The nonprofit Jupiter Medical Center did the best on both surveys, receiving four stars from CMS and was ranked as better than 71% of hospitals in the country by Mayo. It also got high marks from Leapfrog.

‘They are trying to scare our patients’
Binder suspects that Tenet went after Leapfrog because it aggressively publicizes its findings. Its ratings come up first on a Google search of “hospital grades” and its website is easy to navigate. It gets 3.5 million visitors annually.
CMS sends emails to Medicare recipients about its rankings, encouraging people to check the ratings of hospitals in their communities. Its data also comes up in a Google search, but it’s not user-friendly.
Mayo’s HealthLocator is new. It launched in October.
During the trial, Tenet’s attorneys blasted Leapfrog for using Google ads, press releases and even TikTok videos to publicize its findings.
“They are trying to scare our patients, our physicians, our communities referring to harm and errors, saying that only the worst of the worst get an F or a D,” said Tenet attorney Mary Beth Maloney. “In fact, they report that only the worst of the worst get an F.”
It’s all part of a “media machine” to punish hospitals that don’t fill out the surveys, Maloney said.
Binder made no apologies for promoting Leapfrog’s findings.
Medical errors, accidents, injuries and infections cause nearly 250,000 patient deaths a year, she said. Her agency was formed with the belief that by rating hospitals, people could make informed choices.
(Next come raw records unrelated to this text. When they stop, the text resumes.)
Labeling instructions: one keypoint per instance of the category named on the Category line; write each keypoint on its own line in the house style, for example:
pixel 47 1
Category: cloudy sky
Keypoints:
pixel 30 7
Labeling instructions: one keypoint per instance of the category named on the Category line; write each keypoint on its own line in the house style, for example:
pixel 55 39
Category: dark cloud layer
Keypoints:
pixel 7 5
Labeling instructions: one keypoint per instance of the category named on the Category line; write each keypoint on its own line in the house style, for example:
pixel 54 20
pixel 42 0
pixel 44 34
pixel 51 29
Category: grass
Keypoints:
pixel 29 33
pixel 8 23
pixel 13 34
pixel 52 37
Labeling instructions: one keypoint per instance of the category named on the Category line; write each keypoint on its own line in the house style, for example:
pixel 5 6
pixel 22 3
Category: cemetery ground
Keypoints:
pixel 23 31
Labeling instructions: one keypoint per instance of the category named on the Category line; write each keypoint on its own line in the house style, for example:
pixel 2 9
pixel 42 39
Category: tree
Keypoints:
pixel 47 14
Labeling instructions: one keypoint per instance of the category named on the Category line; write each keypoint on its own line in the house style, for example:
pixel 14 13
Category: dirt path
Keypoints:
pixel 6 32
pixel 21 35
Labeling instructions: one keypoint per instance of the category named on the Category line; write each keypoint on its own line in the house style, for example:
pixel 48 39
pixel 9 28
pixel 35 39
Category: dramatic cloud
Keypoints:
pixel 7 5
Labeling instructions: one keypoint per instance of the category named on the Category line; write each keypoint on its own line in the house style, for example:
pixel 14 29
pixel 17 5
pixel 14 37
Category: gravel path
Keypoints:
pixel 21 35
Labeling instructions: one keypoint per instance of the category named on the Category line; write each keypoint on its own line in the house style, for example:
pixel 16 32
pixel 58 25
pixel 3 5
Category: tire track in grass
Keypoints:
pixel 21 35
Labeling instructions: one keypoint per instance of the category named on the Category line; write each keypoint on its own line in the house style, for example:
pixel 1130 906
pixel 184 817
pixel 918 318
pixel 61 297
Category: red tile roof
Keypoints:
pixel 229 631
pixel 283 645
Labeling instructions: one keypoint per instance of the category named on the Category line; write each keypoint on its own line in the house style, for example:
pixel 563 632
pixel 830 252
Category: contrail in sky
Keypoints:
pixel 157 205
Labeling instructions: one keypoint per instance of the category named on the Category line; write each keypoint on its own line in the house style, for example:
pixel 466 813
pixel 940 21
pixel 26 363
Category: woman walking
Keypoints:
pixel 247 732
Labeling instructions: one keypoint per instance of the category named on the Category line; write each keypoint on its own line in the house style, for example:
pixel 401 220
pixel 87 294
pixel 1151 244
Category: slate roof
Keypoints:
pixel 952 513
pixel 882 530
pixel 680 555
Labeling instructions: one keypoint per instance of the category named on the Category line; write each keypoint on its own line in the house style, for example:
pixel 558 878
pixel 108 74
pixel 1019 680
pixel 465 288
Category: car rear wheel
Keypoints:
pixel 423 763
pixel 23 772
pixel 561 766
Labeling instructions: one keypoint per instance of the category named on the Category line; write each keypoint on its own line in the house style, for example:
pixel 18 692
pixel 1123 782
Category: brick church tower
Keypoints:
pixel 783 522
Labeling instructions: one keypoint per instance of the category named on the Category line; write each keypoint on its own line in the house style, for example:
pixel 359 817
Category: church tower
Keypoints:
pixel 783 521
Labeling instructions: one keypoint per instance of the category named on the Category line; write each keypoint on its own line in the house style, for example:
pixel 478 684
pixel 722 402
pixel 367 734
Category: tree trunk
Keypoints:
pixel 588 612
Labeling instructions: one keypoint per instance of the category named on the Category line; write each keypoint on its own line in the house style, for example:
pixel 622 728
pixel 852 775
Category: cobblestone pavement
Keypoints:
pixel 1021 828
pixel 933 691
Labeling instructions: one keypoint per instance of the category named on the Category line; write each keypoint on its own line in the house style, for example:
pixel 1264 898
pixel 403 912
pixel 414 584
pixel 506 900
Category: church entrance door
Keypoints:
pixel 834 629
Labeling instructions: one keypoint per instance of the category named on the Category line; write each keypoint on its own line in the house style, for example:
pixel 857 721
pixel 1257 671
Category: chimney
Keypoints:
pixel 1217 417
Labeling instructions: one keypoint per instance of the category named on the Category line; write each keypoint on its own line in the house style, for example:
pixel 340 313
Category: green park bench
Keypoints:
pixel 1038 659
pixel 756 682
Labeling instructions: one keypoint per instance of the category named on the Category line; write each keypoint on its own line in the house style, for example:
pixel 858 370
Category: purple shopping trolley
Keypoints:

It also hoped the grades would spur medical centers to improve patient safety and reduce preventable deaths.
“So, yeah, we’re all in on the PR,” Binder said.
She said she hopes Middlebrooks’ ruling will be reversed on appeal.
In the meantime, she said Leapfrog will follow his orders to remove the poor ratings Tenet hospitals received and those of other hospitals in the country that didn’t submit surveys.
Grades will be adjusted in the semiannual rating report that is to be released in the next several weeks to reflect Middlebrooks’ concerns, she said.
But, Binder said, she also hopes it will spur Tenet to act.
“I hope they take from this lawsuit that they should do something to improve patient safety,” she said. “Otherwise, they won and the people of South Florida lost.”